Чтоб долго не ковыряться, разбил на слова так:

In [13]:
from keras.preprocessing.text import text_to_word_sequence

In [14]:
words = XX['review'].apply(lambda x: text_to_word_sequence(x))

Убрал стоп-слова

In [15]:
stop_words = set(stopwords.words('english'))

# Фильтруем стоп-слова
filtered_words = words.apply(lambda x: [w for w in x if not w in stop_words])

# Заталкиваем обратно в колонку
XX['review'] = filtered_words.apply(lambda x: " ".join(x))

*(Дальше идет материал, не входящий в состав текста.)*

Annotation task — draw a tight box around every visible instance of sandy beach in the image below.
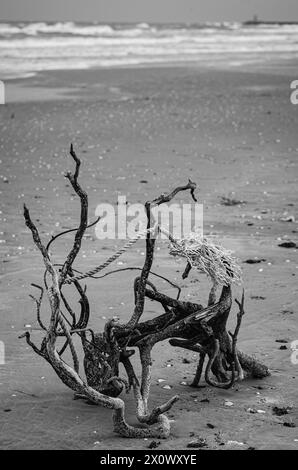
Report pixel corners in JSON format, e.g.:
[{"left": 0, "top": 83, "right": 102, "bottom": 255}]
[{"left": 0, "top": 61, "right": 298, "bottom": 450}]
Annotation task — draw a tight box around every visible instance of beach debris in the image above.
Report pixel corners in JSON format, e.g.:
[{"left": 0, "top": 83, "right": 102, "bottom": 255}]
[
  {"left": 220, "top": 196, "right": 246, "bottom": 206},
  {"left": 186, "top": 437, "right": 207, "bottom": 449},
  {"left": 246, "top": 408, "right": 257, "bottom": 414},
  {"left": 278, "top": 241, "right": 297, "bottom": 248},
  {"left": 19, "top": 145, "right": 269, "bottom": 440},
  {"left": 206, "top": 423, "right": 216, "bottom": 429},
  {"left": 280, "top": 215, "right": 295, "bottom": 222},
  {"left": 272, "top": 405, "right": 293, "bottom": 416},
  {"left": 227, "top": 441, "right": 245, "bottom": 446},
  {"left": 281, "top": 308, "right": 294, "bottom": 315},
  {"left": 148, "top": 441, "right": 160, "bottom": 449},
  {"left": 243, "top": 258, "right": 267, "bottom": 264}
]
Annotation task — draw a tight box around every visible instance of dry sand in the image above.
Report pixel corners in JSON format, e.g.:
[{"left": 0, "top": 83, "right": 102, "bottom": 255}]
[{"left": 0, "top": 61, "right": 298, "bottom": 450}]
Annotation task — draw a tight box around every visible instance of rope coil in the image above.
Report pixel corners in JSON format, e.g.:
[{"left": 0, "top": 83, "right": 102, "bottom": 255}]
[{"left": 65, "top": 225, "right": 242, "bottom": 286}]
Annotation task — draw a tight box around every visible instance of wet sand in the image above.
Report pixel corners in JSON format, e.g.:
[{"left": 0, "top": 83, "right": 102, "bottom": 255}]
[{"left": 0, "top": 65, "right": 298, "bottom": 450}]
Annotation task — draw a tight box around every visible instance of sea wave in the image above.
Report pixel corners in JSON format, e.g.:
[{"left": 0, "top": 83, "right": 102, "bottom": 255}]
[{"left": 0, "top": 22, "right": 298, "bottom": 79}]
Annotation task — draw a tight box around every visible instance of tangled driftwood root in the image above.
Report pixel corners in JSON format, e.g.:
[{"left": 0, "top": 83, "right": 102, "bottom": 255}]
[{"left": 22, "top": 146, "right": 269, "bottom": 438}]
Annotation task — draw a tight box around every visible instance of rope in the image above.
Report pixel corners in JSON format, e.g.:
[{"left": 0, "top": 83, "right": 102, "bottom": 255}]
[
  {"left": 169, "top": 229, "right": 242, "bottom": 286},
  {"left": 65, "top": 225, "right": 242, "bottom": 286},
  {"left": 65, "top": 227, "right": 156, "bottom": 284}
]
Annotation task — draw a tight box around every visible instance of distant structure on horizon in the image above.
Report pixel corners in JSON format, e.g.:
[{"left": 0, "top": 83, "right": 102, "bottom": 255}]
[{"left": 243, "top": 14, "right": 298, "bottom": 26}]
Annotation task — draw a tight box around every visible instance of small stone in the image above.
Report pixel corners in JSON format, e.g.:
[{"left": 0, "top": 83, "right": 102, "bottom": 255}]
[
  {"left": 148, "top": 441, "right": 160, "bottom": 449},
  {"left": 227, "top": 441, "right": 245, "bottom": 446},
  {"left": 207, "top": 423, "right": 215, "bottom": 429},
  {"left": 186, "top": 437, "right": 207, "bottom": 449},
  {"left": 278, "top": 241, "right": 297, "bottom": 248}
]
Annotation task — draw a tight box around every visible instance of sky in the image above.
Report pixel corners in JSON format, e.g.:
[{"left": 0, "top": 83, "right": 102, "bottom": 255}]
[{"left": 0, "top": 0, "right": 298, "bottom": 22}]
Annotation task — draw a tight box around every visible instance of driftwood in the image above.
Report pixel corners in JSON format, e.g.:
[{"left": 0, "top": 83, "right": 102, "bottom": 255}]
[{"left": 22, "top": 146, "right": 269, "bottom": 438}]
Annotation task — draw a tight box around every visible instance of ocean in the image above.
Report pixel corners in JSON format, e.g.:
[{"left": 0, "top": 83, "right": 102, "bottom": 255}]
[{"left": 0, "top": 22, "right": 298, "bottom": 79}]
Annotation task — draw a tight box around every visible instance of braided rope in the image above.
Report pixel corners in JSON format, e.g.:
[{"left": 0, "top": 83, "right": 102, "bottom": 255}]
[
  {"left": 65, "top": 227, "right": 156, "bottom": 284},
  {"left": 65, "top": 225, "right": 242, "bottom": 286},
  {"left": 169, "top": 229, "right": 242, "bottom": 286}
]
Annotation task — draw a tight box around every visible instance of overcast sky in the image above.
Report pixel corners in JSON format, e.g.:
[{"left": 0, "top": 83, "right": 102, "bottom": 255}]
[{"left": 0, "top": 0, "right": 298, "bottom": 22}]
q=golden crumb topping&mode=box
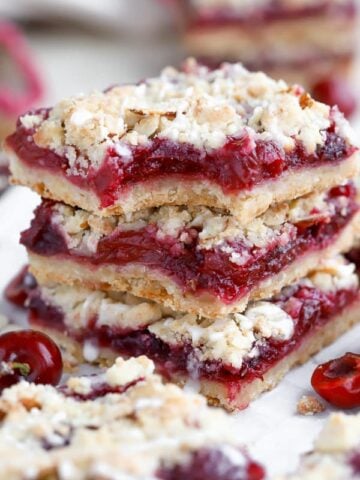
[0,357,246,480]
[17,59,350,175]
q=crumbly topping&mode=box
[278,413,360,480]
[149,302,294,368]
[52,188,338,265]
[41,256,358,368]
[0,357,246,480]
[18,59,348,176]
[41,284,166,330]
[297,395,325,415]
[306,255,359,292]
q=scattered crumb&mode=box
[297,395,325,415]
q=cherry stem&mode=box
[0,362,31,377]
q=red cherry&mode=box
[247,462,265,480]
[5,266,37,307]
[311,353,360,408]
[312,78,357,117]
[0,330,63,391]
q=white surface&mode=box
[0,25,360,474]
[0,187,360,474]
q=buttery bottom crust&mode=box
[32,298,360,411]
[29,214,357,318]
[8,151,360,224]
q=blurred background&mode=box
[0,0,360,191]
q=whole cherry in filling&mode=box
[311,353,360,408]
[0,330,63,391]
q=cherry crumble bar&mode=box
[21,183,358,318]
[178,0,358,94]
[0,357,265,480]
[6,60,358,222]
[276,413,360,480]
[19,257,360,410]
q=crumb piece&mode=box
[0,313,9,331]
[297,395,325,415]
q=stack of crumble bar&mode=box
[6,60,360,410]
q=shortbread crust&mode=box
[28,258,360,410]
[0,357,263,480]
[7,61,358,221]
[23,191,358,318]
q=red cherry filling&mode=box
[0,330,63,391]
[157,449,265,480]
[313,78,357,117]
[311,353,360,408]
[5,266,37,307]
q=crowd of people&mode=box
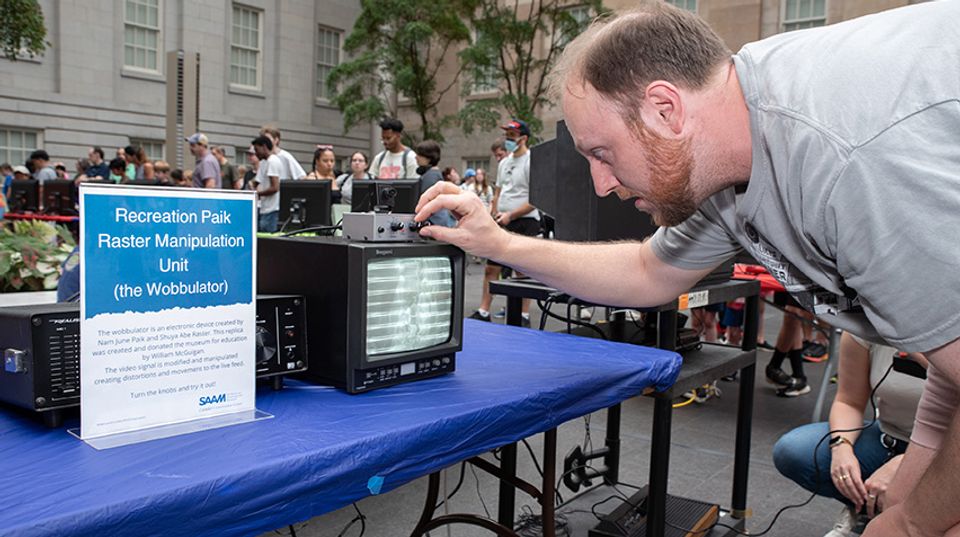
[0,118,528,232]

## Сделаем копию - потом пригодится

In [16]:
XX_for_next_usage = XX.copy()

In [81]:
train = XX[XX.id.isna()].drop('id', axis=1).copy()
test = XX[~XX.id.isna()].copy()

## TF-IDF

In [82]:
tfidf = TfidfVectorizer()
from sklearn.model_selection import train_test_split

In [83]:
x_train, x_test, y_train, y_test = train_test_split(train, Y_train, test_size=0.3, random_state=14)

In [84]:
x_train = tfidf.fit_transform(x_train.review)

In [85]:
x_test = tfidf.transform(x_test.review)

In [86]:
X_test_v1 = tfidf.transform(X_test.review)

In [87]:
x_train.shape, x_test.shape

((28000, 80212), (12000, 80212))

## Обучим модель

In [116]:
from sklearn.linear_model import LogisticRegression
clf_lr = LogisticRegression(solver='liblinear', penalty='l1', C=1.5)

In [117]:
clf_lr.fit(x_train, y_train.sentiment)

LogisticRegression(C=1.5, penalty='l1', solver='liblinear')

In [118]:
predictions_v1 = clf_lr.predict_proba(x_test)

## На обучающей выборке

In [119]:
from sklearn.metrics import roc_auc_score, roc_curve,accuracy_score

In [121]:
roc_auc_score(y_train,clf_lr.predict_proba(x_train)[:,1])

0.9708419636906522

## На тестовой выборке

In [122]:
roc_auc_score(y_test,clf_lr.predict_proba(x_test)[:,1])

0.9532903509405247

# Обучим на всей выборке


In [123]:
x_train = tfidf.fit_transform(train.review)
X_test_v1 = tfidf.transform(X_test.review)

In [124]:
clf_lr.fit(x_train, Y_train.sentiment)

LogisticRegression(C=1.5, penalty='l1', solver='liblinear')

In [125]:
print('ROC AUC: ',roc_auc_score(Y_train,clf_lr.predict_proba(x_train)[:,1]))
print('accuracy: ',accuracy_score(Y_train,clf_lr.predict(x_train)))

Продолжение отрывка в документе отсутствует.